De acordo com o estudo dos dois grupos de reflexão, o excedente de electricidade produzido por parques solares e e eólicos na Alemanha a curto e médio prazo "não constitui uma base suficiente para a exploração económica" das centrais de produção de combustíveis sintéticos. Em vez disso, a electricidade tem de ser produzida em centrais especialmente construídas, pelo que o combustível sintético tem de suportar todos os custos da necessária produção de electricidade a partir de energias renováveis. Por conseguinte, um quilowatt-hora é inicialmente de 20 a 30 cêntimos de euro, aproximadamente cinco vezes mais caro do que o gasóleo fóssil, por exemplo.

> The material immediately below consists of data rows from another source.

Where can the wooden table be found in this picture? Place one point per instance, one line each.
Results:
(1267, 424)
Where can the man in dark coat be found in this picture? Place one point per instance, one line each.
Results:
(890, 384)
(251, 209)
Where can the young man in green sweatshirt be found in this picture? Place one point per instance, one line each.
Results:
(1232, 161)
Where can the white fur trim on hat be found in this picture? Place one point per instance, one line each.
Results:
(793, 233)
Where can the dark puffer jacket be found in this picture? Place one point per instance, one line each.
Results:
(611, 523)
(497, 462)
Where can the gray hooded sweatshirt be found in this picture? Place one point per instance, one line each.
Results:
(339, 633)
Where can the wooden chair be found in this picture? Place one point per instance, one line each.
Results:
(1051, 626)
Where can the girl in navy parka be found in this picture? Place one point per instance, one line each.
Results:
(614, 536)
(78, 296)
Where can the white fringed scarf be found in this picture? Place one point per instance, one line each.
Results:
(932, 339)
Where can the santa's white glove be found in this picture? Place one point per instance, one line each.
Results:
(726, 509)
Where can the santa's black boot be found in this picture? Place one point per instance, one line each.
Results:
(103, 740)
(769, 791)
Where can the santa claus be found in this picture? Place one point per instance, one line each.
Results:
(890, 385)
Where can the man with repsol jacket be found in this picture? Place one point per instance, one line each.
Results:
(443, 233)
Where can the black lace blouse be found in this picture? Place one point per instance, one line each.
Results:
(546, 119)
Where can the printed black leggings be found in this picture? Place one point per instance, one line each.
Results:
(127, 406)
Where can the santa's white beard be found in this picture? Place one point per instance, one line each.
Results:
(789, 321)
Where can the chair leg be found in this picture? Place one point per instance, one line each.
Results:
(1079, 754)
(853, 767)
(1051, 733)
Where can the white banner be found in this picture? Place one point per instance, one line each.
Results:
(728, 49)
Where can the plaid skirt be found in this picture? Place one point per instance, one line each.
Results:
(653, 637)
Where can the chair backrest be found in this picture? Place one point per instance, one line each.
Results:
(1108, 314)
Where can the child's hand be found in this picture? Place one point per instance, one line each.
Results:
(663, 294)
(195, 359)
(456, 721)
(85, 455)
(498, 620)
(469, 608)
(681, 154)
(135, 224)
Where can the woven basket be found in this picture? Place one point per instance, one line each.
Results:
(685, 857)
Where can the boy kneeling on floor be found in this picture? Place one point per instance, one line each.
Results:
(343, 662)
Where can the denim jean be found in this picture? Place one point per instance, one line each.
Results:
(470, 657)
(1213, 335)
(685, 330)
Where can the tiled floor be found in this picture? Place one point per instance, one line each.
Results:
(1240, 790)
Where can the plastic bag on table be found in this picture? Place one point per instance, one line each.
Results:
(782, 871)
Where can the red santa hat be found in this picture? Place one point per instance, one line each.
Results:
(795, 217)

No entanto, é possível obter reduções de custos a longo prazo se forem produzidos combustíveis sintéticos nos quais a electricidade renovável possa ser produzida de forma particularmente barata durante muitas horas por ano, por exemplo em Marrocos, na Arábia Saudita ou em parques eólicos no Mar do Norte ou no Mar Báltico. Esta é a conclusão da segunda parte do estudo, encomendado pela Agora Energiewende e pela Agora Verkehrswende à empresa de consultoria internacional Frontier Economics. O custo do gás sintético importado do Norte de África poderá então baixar para cerca de 10 cêntimos por quilowatt-hora até meados do século. Se forem importados combustíveis sintéticos para ajudar a reduzir as emissões na Alemanha, deve ser dada especial atenção à garantia de que a produção nos países de origem cumpre critérios de sustentabilidade. Entre outras coisas, há que assegurar que a electricidade renovável para fontes de energia sintéticas seja gerada adicionalmente e que todo o carbono necessário seja extraído do ar. Além disso, as estratégias de aprovisionamento energético e de protecção do clima não devem ser comprometidas nos países de origem.

Agora Energiewende e Agora Verkehrswende advertem contra a substituição do petróleo e do gás fóssil por combustíveis sintéticos. As condições para a eliminação progressiva dos combustíveis fósseis e a introdução de combustíveis sintéticos devem ser acordadas num consenso sobre petróleo e gás entre a política e a indústria.

O estudo "The future costs of synthetic fuels based on electricity" pode ser descarregado gratuitamente abaixo. Além disso, é fornecida uma ferramenta Excel com a qual os custos de produção dos combustíveis sintéticos podem ser calculados com base em vários pressupostos.